Quelles seraient les frontières justes, selon vous, des deux États (Israël et Palestine) ?

Est-il envisageable, selon vous, que le conflit débouche sur une solution à un seul État, où coexisteraient pacifiquement les deux peuples ?

En remontant le fil de l’Histoire, à quels moments chacune des parties a-t-elle, selon vous, manqué une occasion d’instaurer une paix durable dans la région ?

Quel est, selon vous, le poids du facteur religieux dans ce conflit ?

On présente souvent ce conflit comme opposant deux camps. Il existe pourtant des Arabes qui défendent Israël et des Juifs qui soutiennent la Palestine. Trouvez des exemples.

Que pourrait faire, selon vous, le peuple palestinien pour obtenir la paix et la sécurité ?

Que pourrait faire, selon vous, le peuple israélien pour obtenir la paix et la sécurité ?

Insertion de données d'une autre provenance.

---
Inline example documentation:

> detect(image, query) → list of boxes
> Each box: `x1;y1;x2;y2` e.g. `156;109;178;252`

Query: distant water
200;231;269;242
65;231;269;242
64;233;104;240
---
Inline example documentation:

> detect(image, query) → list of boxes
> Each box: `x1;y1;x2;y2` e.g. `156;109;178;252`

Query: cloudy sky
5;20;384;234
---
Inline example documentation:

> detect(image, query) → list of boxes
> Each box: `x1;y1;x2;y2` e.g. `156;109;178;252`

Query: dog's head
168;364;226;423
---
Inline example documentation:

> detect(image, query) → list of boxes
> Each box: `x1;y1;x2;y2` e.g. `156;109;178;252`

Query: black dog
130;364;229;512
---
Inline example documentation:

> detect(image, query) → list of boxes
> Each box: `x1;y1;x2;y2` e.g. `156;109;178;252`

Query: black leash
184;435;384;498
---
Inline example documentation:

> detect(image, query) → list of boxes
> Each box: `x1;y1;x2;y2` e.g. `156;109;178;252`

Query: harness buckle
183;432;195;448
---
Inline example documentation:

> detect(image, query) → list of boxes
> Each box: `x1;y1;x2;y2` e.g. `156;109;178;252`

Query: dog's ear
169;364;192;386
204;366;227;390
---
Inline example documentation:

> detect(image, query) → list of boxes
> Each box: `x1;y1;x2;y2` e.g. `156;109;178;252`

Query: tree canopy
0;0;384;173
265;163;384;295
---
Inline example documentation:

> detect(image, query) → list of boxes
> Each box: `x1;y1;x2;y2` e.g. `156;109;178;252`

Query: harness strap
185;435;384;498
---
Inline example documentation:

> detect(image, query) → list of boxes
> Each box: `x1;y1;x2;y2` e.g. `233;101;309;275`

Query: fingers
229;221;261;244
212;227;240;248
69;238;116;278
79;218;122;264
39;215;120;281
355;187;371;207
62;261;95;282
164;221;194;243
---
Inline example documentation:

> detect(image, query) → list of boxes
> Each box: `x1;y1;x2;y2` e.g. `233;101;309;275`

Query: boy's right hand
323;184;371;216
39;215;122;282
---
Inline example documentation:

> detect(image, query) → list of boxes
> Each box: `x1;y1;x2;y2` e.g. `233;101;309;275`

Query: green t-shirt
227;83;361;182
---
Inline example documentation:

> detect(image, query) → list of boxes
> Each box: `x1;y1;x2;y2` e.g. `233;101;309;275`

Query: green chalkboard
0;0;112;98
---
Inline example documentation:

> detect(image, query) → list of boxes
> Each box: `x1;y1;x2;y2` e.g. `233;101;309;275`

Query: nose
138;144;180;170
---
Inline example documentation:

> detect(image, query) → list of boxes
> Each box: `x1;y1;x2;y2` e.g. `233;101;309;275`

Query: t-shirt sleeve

Cette liste n’est évidemment pas exhaustive, et il faudrait y ajouter une recherche approfondie sur ce que prévoit notamment le droit international en matière de guerre, afin de définir plus précisément les concepts de crime de guerre, crime contre l’humanité, génocide, terrorisme, colonisation.

Cependant, dans un tel contexte, il est illusoire et même scandaleux de ne fournir aux enseignants que cinq ‘‘minables’’ pages qui ne prennent absolument aucun risque et n’aideront certainement personne à y voir clair. Surtout, en invitant les élèves à se prononcer sur des faits dont ils n’ont aucune information, on ne peut que les encourager à se maintenir dans une posture essentiellement guidée par l’émotion. Le plus ‘‘drôle’’ étant finalement que cette fiche pédagogique qui est entièrement composée de questions – généralement sans réponse – se clôture par un second avertissement précisant que « Les idées présentées dans ces fiches ne reflètent pas forcément les positions de BeGlobal-Enabel, d’Amnesty International Belgique francophone, du Conseil supérieur de l’éducation aux médias ou de la RTBF ».

Qu’en conclure, sinon que la peur règne en maître, y compris chez ceux qui devraient pourtant nous aider à y voir clair et contribuer à apaiser les tensions ?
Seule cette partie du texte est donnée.